Thursday, December 13, 2018

BITCHFINDER GENERAL.

Ross Douthat is here to run theocon Routine 12 on us -- that you heathens who don't go to his Church are not the free-thinkers you think you are, for you are merely worshiping the Golden Calf of penicillin, soap and toothpaste rather than his True God. At the top he pretends to wonder whether we've all really gone secular rather than alt-religious, and seems to dismiss the idea, because everybody needs a creed:
But the secularization narrative is insufficient, because even with America’s churches in decline, the religious impulse has hardly disappeared. In the early 2000s, over 40 percent of Americans answered with an emphatic “yes” when Gallup asked them if “a profound religious experience or awakening” had redirected their lives; that number had doubled since the 1960s, when institutional religion was more vigorous.
I have not been to an Ivy, but feel nonetheless I can explain: "when institutional religion was more vigorous" you didn't talk about having “a profound religious experience or awakening” because people would think you'd gone nuts. But once Americans started to take more drugs, travel more by camper van, and generally loosen up their sphincters, you had people describing their acid trips or bungee jumps as religious rather than sensual experiences. That did not mean they now considered rubber ropes or purple barrel to be sacraments of a New Church -- they merely had no better language to describe their experiences.  I mean if these hippie effusions were actually religious, Burning Man would have catacombs by now.

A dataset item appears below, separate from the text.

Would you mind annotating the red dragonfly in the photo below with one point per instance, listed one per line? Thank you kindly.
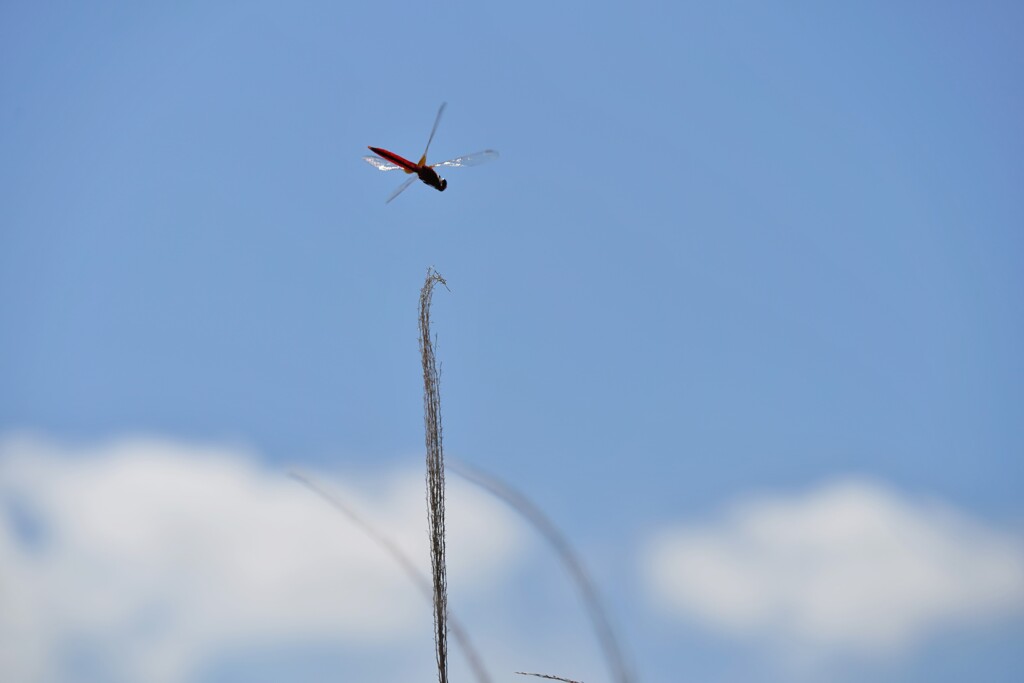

Still, Douthat thinks that at least some of the unchurched have drifted into a new pagan religions, and you will know them by their eccentric behaviors:
...ritual and observance, augury and prayer, that do promise that in some form gods or spirits really might exist and might offer succor or help if appropriately invoked. I have in mind the countless New Age practices that promise health and well-being and good fortune, the psychics and mediums who promise communication with the spirit world, and also the world of explicit neo-paganism, Wiccan and otherwise. 
Sounds like someone just got back from the Ren Faire, or Santa Fe! But why should he, I, or anyone care if some sliver of the godless go in for Tarot and Enya? Ahh, but danger and darkness for us all lie in these heresies! Hear Douthat say the sooth:
To get a fully revived paganism in contemporary America... the philosophers of pantheism and civil religion would need to build a religious bridge to the New Agers and neo-pagans, and together they would need to create a more fully realized cult of the immanent divine, an actual way to worship, not just to appreciate, the pantheistic order they discern.
It seems like we’re some distance from that happening — from the intellectuals whom [Steven D.] Smith describes as pagan actually donning druidic robes, or from Jeff Bezos playing pontifex maximus for a post-Christian civic cult. 
You assume, or at least hope, that Douthat finds these images as ridiculous as you do -- but then:
The 1970s, when a D.C. establishment figure like Sally Quinn was hexing her enemies, were a high-water mark for those kinds of experiments among elites. 
Maybe they don't have editors at the Times anymore -- I shouldn't wonder -- but why didn't anyone ask Douthat what evidence he had that Sally Quinn's voodoo dolls were not just proof that Sally Quinn is a daffy as hell old rich lady, but also part of real Satanic activity among the elites? Who else was working the Ouija boards and magic wands? And has it only gotten worse? Maybe after a couple of queries Douthat would have cracked and cried out PIZZAGATE IS REAL!
Now, occasional experiments in woke witchcraft and astrology notwithstanding, there’s a more elite embarrassment about the popular side of post-Christian spirituality. 
That embarrassment may not last forever; perhaps a prophet of a new harmonized paganism is waiting in the wings. 
SOOOOOOROOOOOOOS
Until then, those of us who still believe in a divine that made the universe rather than just pervading it — and who have a certain fear of what more immanent spirits have to offer us — should be able to recognize the outlines of a possible successor to our world-picture, while taking comfort that it is not yet fully formed.
The words "certain fear" link to a story about exorcism. Wait -- now I get it -- Douthat finally saw The Exorcist! And he knows that poor little girl wasn't randomly chosen by Pazuzu -- he was guided to her by Sally Quinn and her Georgetown coven! Who knows what other black mischief these harpies have summoned -- why, theirs may be the force that invaded and ruined the Republican Party, causing it to reject Douthat's neo-communitarian ideas and turn into the Trump mob! Finally, an explanation that makes sense!

If you see Douthat outside Comet Ping Pong with a long parcel, call the cops.